Ezel dizisinin fenomenleri Tuncel Kurtiz ve Kenan İmirzalioğlu'nun çarpıcı açıklamaları.

Tuncel Kurtiz, Ezel dizisinde racon kesen, şiirler okuyan, edebiyat parçalayan eski kabadayılardan 'Ramiz' rolünde. Yılların oyuncusu olduğu halde, bu rolle öyle büyük bir patlama yapmış ve popüler olmuş durumda ki, "Alışık değilim böyle şeylere" diyor.

-Ramiz Dayı olmaya nasıl karar verdiniz?
- Ben Ramiz Dayı olmaya falan karar vermedim! (gülüyor) Bir rol teklif ettiler; Monte Kristo hikâyesinden yola çıkarak 22 sene hapis yatmış bir adam. Baktım, okudum, hikâye gayet güzel. Ben de kendi bilgilerimi anlattım...

- Siz hiç hapis yatmış mıydınız ki?
- Ben yatmadım ama hapis yatan çok arkadaşım oldu. Yaşlı adamlarla tanıştım, içki sofralarında oturdum, o adamlarla beraber oldum, bunları da anlattım ekibe. Onlar da beni fazla yormayacaklarını söylediler, böylece Edremit'te yeni kurduğum güzelim evimden ayrılıp buraya geldim, bir otel odasına yerleştim karımla.

- Ramiz karakterinin bu kadar fenomen olması şaşırtıyor mu sizi? - Hayır! Fenomen olacağı, herkesin diline düşeceği aklıma bile gelmedi.

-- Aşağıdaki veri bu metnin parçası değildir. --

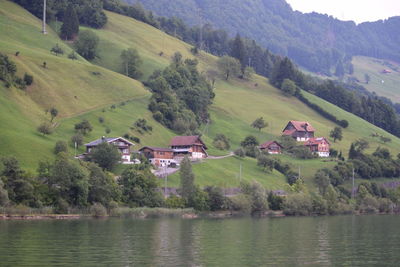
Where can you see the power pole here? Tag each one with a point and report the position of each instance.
(352, 188)
(44, 18)
(240, 173)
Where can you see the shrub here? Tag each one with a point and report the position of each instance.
(61, 146)
(45, 128)
(28, 79)
(175, 202)
(298, 204)
(241, 203)
(98, 210)
(240, 152)
(221, 142)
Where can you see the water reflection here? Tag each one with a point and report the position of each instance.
(321, 241)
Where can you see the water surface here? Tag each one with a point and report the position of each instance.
(319, 241)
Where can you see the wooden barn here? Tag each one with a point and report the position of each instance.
(319, 146)
(299, 130)
(272, 147)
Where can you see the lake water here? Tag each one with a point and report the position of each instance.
(295, 241)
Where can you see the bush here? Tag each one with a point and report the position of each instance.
(61, 146)
(28, 79)
(240, 152)
(298, 204)
(175, 202)
(241, 203)
(302, 152)
(221, 142)
(45, 128)
(98, 210)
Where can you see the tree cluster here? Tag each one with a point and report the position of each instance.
(181, 95)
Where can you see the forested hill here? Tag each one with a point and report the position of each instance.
(315, 41)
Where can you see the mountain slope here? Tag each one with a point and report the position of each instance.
(236, 105)
(315, 41)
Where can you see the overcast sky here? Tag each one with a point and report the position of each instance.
(356, 10)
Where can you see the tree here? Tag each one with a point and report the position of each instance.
(72, 55)
(77, 139)
(139, 187)
(221, 142)
(105, 155)
(339, 71)
(102, 186)
(259, 123)
(239, 52)
(17, 182)
(248, 73)
(28, 79)
(61, 146)
(322, 180)
(336, 134)
(249, 141)
(86, 45)
(385, 139)
(68, 182)
(187, 179)
(131, 62)
(70, 26)
(45, 128)
(367, 78)
(57, 50)
(288, 87)
(53, 113)
(228, 66)
(83, 127)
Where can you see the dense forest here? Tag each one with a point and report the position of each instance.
(317, 42)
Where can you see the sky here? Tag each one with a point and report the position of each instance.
(356, 10)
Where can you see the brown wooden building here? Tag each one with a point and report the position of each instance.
(319, 146)
(191, 146)
(299, 130)
(159, 156)
(123, 145)
(272, 147)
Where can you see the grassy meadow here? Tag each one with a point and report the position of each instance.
(86, 90)
(387, 85)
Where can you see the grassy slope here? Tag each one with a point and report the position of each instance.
(236, 105)
(373, 67)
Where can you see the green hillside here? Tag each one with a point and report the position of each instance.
(82, 90)
(387, 85)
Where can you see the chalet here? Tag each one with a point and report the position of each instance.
(299, 130)
(319, 146)
(123, 145)
(191, 146)
(272, 147)
(158, 156)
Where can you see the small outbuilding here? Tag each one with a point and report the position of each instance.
(272, 147)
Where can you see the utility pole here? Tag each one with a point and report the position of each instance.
(352, 188)
(240, 173)
(44, 18)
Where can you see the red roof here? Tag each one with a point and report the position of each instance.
(158, 149)
(302, 126)
(267, 144)
(316, 141)
(187, 141)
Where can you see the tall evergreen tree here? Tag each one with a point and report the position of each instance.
(187, 179)
(239, 51)
(70, 27)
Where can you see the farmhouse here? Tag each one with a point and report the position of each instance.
(191, 146)
(299, 130)
(272, 147)
(158, 156)
(123, 145)
(319, 146)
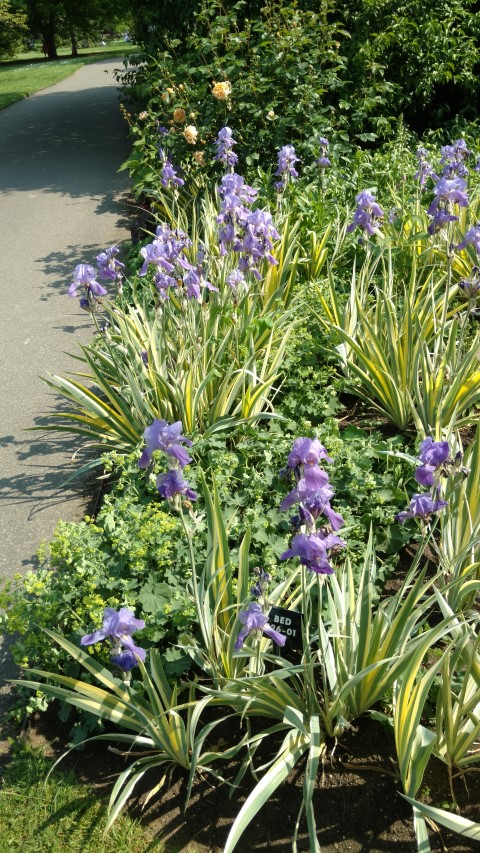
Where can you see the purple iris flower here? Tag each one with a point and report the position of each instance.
(286, 162)
(108, 266)
(470, 287)
(473, 237)
(452, 159)
(432, 455)
(307, 451)
(236, 279)
(312, 551)
(118, 628)
(125, 659)
(167, 437)
(421, 506)
(313, 485)
(440, 219)
(263, 579)
(368, 214)
(224, 144)
(257, 241)
(172, 483)
(425, 170)
(448, 191)
(170, 176)
(254, 619)
(84, 275)
(162, 282)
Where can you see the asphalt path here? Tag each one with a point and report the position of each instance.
(62, 201)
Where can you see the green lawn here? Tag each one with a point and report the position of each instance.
(59, 814)
(30, 72)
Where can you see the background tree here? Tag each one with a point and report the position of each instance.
(13, 29)
(55, 21)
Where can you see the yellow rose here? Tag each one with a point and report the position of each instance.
(190, 133)
(222, 91)
(179, 115)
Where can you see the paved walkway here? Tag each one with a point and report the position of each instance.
(61, 203)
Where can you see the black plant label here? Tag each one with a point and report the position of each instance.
(288, 623)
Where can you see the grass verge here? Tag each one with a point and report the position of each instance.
(59, 814)
(24, 77)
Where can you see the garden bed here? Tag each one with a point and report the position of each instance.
(357, 801)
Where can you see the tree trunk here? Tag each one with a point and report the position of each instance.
(49, 45)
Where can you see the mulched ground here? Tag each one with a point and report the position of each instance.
(357, 802)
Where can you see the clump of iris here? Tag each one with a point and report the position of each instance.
(168, 438)
(368, 215)
(286, 166)
(247, 233)
(316, 521)
(435, 466)
(117, 629)
(168, 254)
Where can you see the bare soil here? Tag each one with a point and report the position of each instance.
(358, 805)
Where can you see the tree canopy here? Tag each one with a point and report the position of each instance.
(69, 20)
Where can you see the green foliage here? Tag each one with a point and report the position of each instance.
(13, 28)
(281, 64)
(131, 555)
(212, 364)
(422, 56)
(298, 70)
(149, 710)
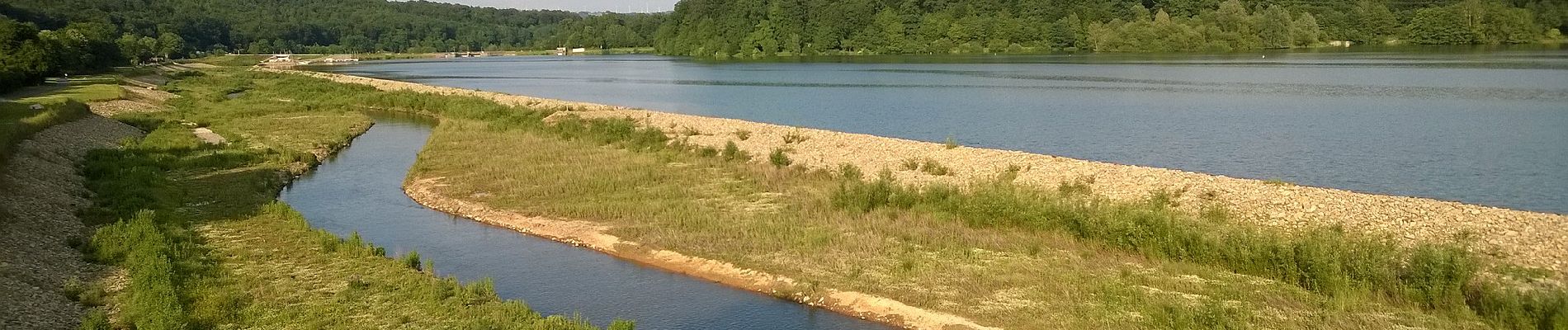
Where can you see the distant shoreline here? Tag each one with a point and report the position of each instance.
(1537, 239)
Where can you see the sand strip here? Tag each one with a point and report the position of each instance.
(1536, 239)
(593, 237)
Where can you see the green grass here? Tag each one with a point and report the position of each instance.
(205, 244)
(17, 120)
(78, 92)
(234, 59)
(1065, 258)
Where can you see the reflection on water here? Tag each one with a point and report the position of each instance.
(361, 191)
(1473, 124)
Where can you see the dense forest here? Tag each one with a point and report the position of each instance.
(808, 27)
(45, 38)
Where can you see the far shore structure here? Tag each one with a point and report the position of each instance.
(1534, 239)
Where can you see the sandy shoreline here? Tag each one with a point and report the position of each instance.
(1536, 239)
(593, 237)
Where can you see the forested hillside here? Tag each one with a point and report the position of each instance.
(803, 27)
(43, 38)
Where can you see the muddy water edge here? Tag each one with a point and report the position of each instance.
(360, 191)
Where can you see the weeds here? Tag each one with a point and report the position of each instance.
(796, 138)
(734, 153)
(1327, 262)
(19, 120)
(153, 193)
(778, 158)
(927, 165)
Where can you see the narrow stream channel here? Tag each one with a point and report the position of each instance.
(361, 191)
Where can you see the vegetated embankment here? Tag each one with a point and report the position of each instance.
(43, 195)
(595, 237)
(972, 238)
(1536, 239)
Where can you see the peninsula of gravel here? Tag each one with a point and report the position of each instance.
(1524, 238)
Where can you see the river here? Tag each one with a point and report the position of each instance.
(1477, 125)
(360, 190)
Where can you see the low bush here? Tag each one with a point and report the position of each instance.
(778, 158)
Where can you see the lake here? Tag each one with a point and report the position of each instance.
(361, 191)
(1477, 125)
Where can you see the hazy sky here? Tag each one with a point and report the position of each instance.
(576, 5)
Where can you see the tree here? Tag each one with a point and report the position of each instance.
(1275, 29)
(1305, 30)
(1374, 22)
(1440, 26)
(170, 45)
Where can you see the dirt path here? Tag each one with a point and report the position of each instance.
(41, 197)
(593, 237)
(1536, 239)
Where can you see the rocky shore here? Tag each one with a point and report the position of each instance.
(1534, 239)
(43, 195)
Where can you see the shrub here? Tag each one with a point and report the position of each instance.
(734, 153)
(778, 158)
(411, 260)
(794, 138)
(621, 324)
(930, 166)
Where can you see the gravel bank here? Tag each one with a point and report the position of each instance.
(43, 195)
(1537, 239)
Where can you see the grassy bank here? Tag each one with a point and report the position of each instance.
(62, 104)
(1005, 255)
(204, 244)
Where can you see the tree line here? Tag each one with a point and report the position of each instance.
(815, 27)
(41, 38)
(47, 38)
(341, 26)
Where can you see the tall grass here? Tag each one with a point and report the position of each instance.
(154, 193)
(19, 122)
(1327, 260)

- Geçmişiniz, bunca yıllık emeğiniz, görmüş geçirmişliğiniz bir tarafa; şu anda Ramiz Dayı patlaması yaşanıyor. Ne düşünüyorsunuz?
- Korkuyorum!

- Neden? - Çünkü alışık olmadığım bir şey! Adorno'nun bir lafı vardır; 'yanlış hayat doğru yaşanmaz' der. Ben yüz binlere ya da milyonlara hitap eden bir adam olmayı hiç düşünmedim. Ben 'az olsun bizim olsun' diyen bir adamım.

- Sizin kuşağınızın özelliği mi bu? - Bu benim kendi özelliğim...

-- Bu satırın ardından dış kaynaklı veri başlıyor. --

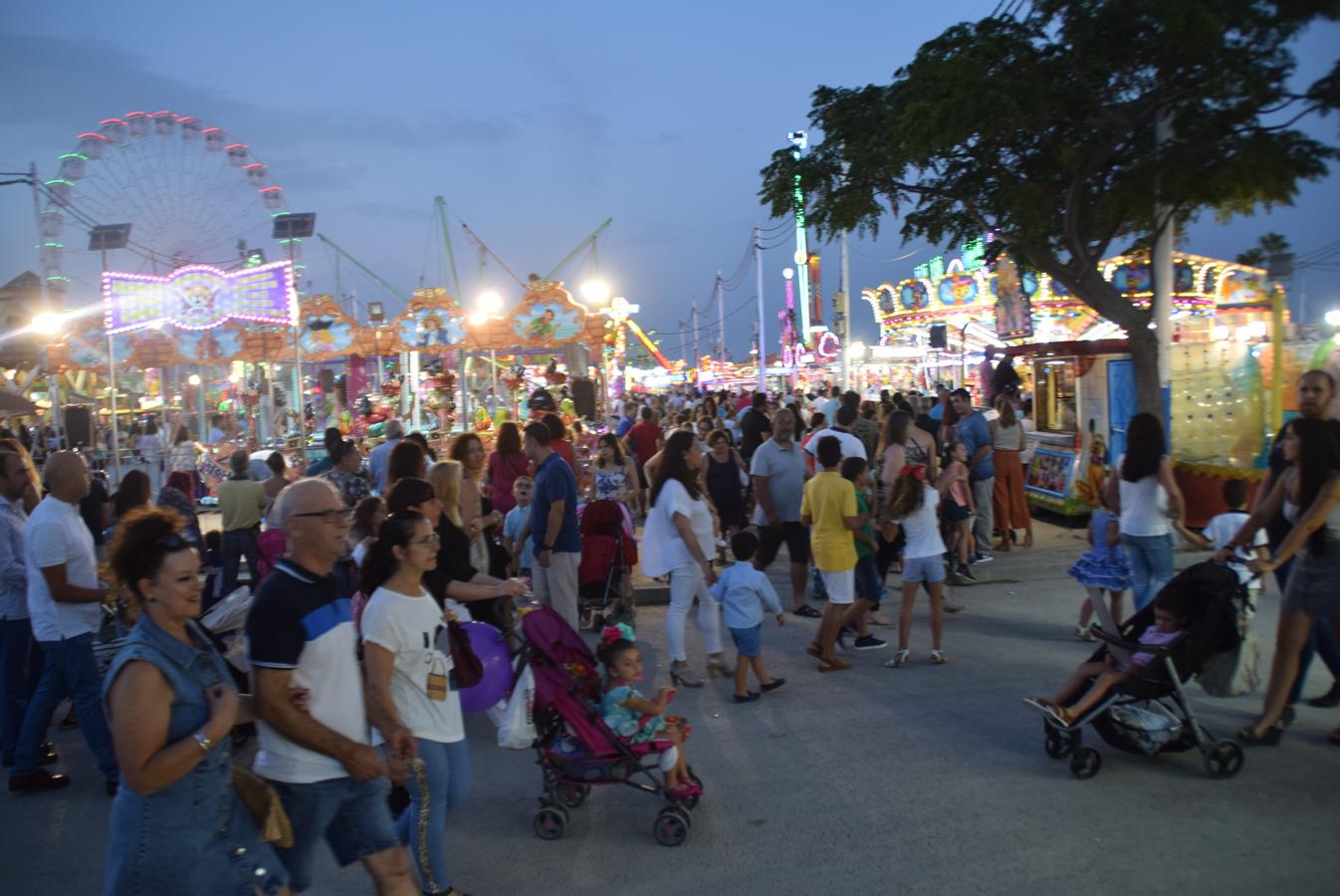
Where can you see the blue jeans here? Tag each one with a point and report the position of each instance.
(20, 667)
(67, 667)
(237, 544)
(1151, 565)
(351, 814)
(448, 775)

- Siz yurtdışında önemli fırsatlar yakalamış, önemli isimlerle yan yana olmayı başarmış birisiniz. Niye 'az'la yetindiniz, 'az'ı istediniz ki?
- Anthony Quinn'le, Marlon Brando'yla karşılıklı oynayacağım işler çıktı karşıma, ikisi de olmadı. Benim için Hollywood oyuncusu olmak o kadar önemli değil ama Hollywood'da ya da herhangi bir yerde inandığım bir iş yapmak önemliydi. Anthony Quinn gibi bir oyuncuyla karşı karşıya zeybek oynayacaktım Zorba'da, olsaydı keşke ama star olmayı aklımdan geçirmedim.

- Sadece oynamak mı istediniz?
- Sadece inandığım, sevdiğim işlerde olmak istedim. Kendi doğrularımı yaşamak istiyorum çünkü.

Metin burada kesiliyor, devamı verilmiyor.